If it is the same thing (but maybe more maintained or has more features...) , can we implement something like trip package manager on top of Overlayfs?
(Porg is a package manager where all files that are installed by make install is tracked and mounted on a Unionfs layer.)
1. Does /foo/bar get removed from the topmost layer, exposing the one below?
2. Does /foo/bar get removed from all three layers?
3. Does /foo/bar get replaced with a "tombstone" record to pretend that it was deleted, while still appearing in some of A, B, or C on its own?
These semantics are tricky to get right, and during the process of upstreaming unionfs to the kernel, they made some incompatible changes to the model and chose different answers for these questions, and as a result, renamed it overlayfs.
Unionfs is significantly more complicated.
>Union mounts have also been available in BSD since at least 1995.
btrfs subvols/snapshosts have their own costs, they can get slow once you accumulate thousands of them (it's fine if you just use a few at a time). But you can create a single btrfs subvolume, store your overlays in there and then delete the subvolume when you're done.
If you're going to try btrfs, check if your system/tools handle the space overcommit correctly. Some ways to check the available space don't really play well with snapshots. (As in, they report less space available)
Proceed by making another r/w snapshot for the/each subprocess.
Just work inside that folder (which behaves ~like a CoW bind-mount) and copy the artifacts into the "common" snapshot.
btrfs sub del -c path/to/temp/build/snapshot
will clean it up and ensure it won't reappear after a crash. You can skip the -c if you don't care about it reappearing.
If you have enough space to handle up to maybe a couple minutes delay in garbage collecting, you don't need to force any special syncing or such, as it just happens in the background.
As for the phases, I don't think this is a problem. btrfs snapshots are like git branches that don't allow merging, leaving explicit copy as the only recourse.
Just to make sure: This is per point-in-time, and not just because of history? You can usually make things somewhat cheaper just by doing a shallow clone. But of course that doesn't help if at any given point-in-time the repo is still too big.
And he said even deleting the diffs in an overlay is too expensive, which normally should be cheaper than deleting a worktree.
Very interesting.

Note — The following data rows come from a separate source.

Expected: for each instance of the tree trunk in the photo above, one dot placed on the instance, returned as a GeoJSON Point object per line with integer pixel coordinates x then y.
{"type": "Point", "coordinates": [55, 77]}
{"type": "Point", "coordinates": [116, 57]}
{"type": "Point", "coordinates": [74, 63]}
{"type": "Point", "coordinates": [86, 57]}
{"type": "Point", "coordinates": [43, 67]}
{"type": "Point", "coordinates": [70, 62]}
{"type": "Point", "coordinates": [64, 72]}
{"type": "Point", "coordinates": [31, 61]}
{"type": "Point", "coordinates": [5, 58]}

Thanks for sharing!
Maybe it's out there and I've just missed it, but I really wish there were richer ways to build up a container FS than just the usual layers approach with sets of invocations to get from one layer to the next, especially when it's common to see invocations that mean totally different things depending on when they're run (eg "apt update") and then special cache-busting steps like printing the current time.
I know part of this is just using a better package manager like nix, but I feel like on the docker side you could do interesting stuff like independently run steps A, B, and C against some base image X, and then create a container that's the FS of X+A+B+C, even though the original source containers were X+A, X+B, and X+C.
It looks like the layer limitation comes from the underlying union filesystem stuff and not from anything inherent in Docker itself. I wonder if it would be possible to build a new filesystem driver for Docker that could serve up an infinite ecosystem of immutable nix packages without having to actually unpack them. Whether such a thing would actually be of value would probably depend a lot on the use case, but I could imagine a CI type scenario where you wanted to have a shared binary cache and individual nodes able to come up very fast without having to unpack the pkgs and prepare a full rootfs each time.
As a side note: I’m somewhat bewildered by the docker-controlled-by-kubelet-on-systemd architectures as there is huge overlap in what these layers do and how they are implemented.
> make install (or ./wierd-application or 'npm install' or whatever)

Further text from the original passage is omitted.